Our enemies chant "Death to America!" They believe it. They want an imam as the leader of the United States. And they could achieve their aims.
"It was 1994 when North Korea signed an identical agreement [to the one they signed earlier this week]."
"China is not our friend. They gave nuclear technology to North Korea and Iran. They were the only country to support the Khmer Rouge."
Bruce opposed trade with China.
He said the greatest sentence in U.S. foreign policy was said by John F. Kennedy: "Let every nation know, whether it wishes us well or ill, that we will pay any price, bear any burden, meet any hardship, support any friend, oppose any foe, to assure the survival and the success of liberty."

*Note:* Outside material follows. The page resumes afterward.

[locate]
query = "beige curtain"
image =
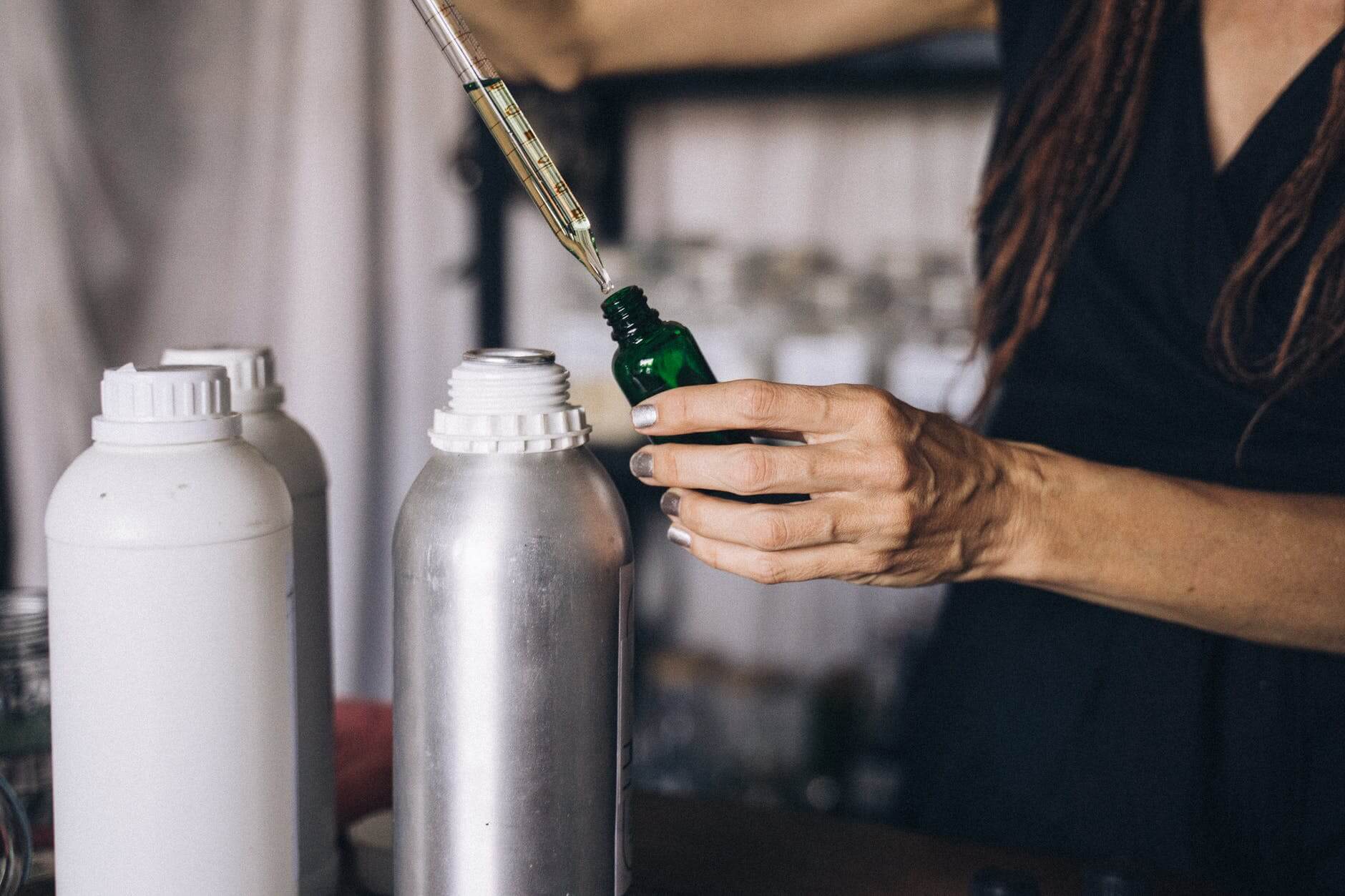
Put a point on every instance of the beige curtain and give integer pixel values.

I ask the first question. "Did you expect that Iraq would turn into such a mess?"
Bruce said no.
"Then where did you go wrong in your thinking?"
Bruce, like the rest of those who publicly supported the invasion of Iraq, did not believe he was wrong, nor was the President wrong. That all these intelligence agencies believed that Saddam had weapons of mass destruction. Bruce believed that Saddam did but got rid of them in the two years before invasion.
Like Irving Kristol, Dennis Prager and company, Herschensohn gave no indication of learning anything from our debacle in Iraq.
Bruce's ostensible topic was his new book Taiwan: The Threatened Democracy, which he discussed last week's on Dennis Prager's radio show.
At 8:15 p.m., near the end of the questions, publicist Michael Levine made a loud entrance.